Kadınların her alanda var olması ve psikolojik, cinsel, fiziksel şiddet görmeden hür bir yaşam sürebilmesi için hükümetten/yasama organından/yerel yönetimlerden beklentileriniz neler ?

Toplumsal cinsiyet eşitliğinin sağlanması devletin sorumluluğudur. Devlet, hem yasal hem de fiili eşitliği sağlayacak bütüncül politikaları benimsemeli ve hayata geçirmeli.

Talebimiz, kadın haklarının korunması için partiler üstü siyasi bir anlayışın benimsenmesi. Yasalar kadın hakları bakımından yeterli.
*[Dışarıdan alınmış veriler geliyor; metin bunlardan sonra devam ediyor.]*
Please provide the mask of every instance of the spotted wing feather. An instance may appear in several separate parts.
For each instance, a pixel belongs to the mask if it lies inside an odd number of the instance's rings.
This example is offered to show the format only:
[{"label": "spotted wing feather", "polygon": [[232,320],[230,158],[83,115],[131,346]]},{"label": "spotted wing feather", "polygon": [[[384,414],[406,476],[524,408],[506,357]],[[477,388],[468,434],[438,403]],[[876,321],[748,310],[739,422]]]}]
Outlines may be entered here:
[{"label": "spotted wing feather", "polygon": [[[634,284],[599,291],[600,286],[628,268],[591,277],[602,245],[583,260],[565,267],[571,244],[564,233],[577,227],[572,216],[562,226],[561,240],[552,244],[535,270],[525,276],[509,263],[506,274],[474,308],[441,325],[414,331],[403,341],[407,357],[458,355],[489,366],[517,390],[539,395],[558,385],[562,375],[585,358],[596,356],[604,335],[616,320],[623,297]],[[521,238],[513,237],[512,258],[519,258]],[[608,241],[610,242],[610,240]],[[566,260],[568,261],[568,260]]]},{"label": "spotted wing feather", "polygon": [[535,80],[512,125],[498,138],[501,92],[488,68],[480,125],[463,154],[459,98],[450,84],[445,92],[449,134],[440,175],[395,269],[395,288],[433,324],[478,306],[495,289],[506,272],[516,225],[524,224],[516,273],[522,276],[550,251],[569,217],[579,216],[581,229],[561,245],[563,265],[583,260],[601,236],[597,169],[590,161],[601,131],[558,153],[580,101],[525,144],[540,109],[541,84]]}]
Kadın haklarını güvence altına alan yasaların olduğu gibi korunması gerektiğini düşünüyoruz.

Ancak yasaların uygulanması konusundaki eksikliklerin giderilmesi, mekanizma ve kurumların iyileştirilmesi yönünde adımlar atılması gerektiğini düşünüyoruz. Kadınlar ekonomik olarak nasıl sorun yaşıyorlar, kadınların istihdama katılımı nasıl artırılabilir, kadına yönelik şiddet nasıl önlenir, kadınlar toplumsal hayata katılabiliyor mu, katılamıyorlarsa sebepleri neler? Bu sorulara bakıp, bütüncül politikalar geliştirilmesini ve uygulanmasını bekliyoruz. Bağımsız kadın örgütleri olarak yıllardır biriktirdiğimiz deneyimi ve sahadaki bilgiyi paylaşmaya ve politika oluşturma süreçlerine katkı sunmaya da hazırız.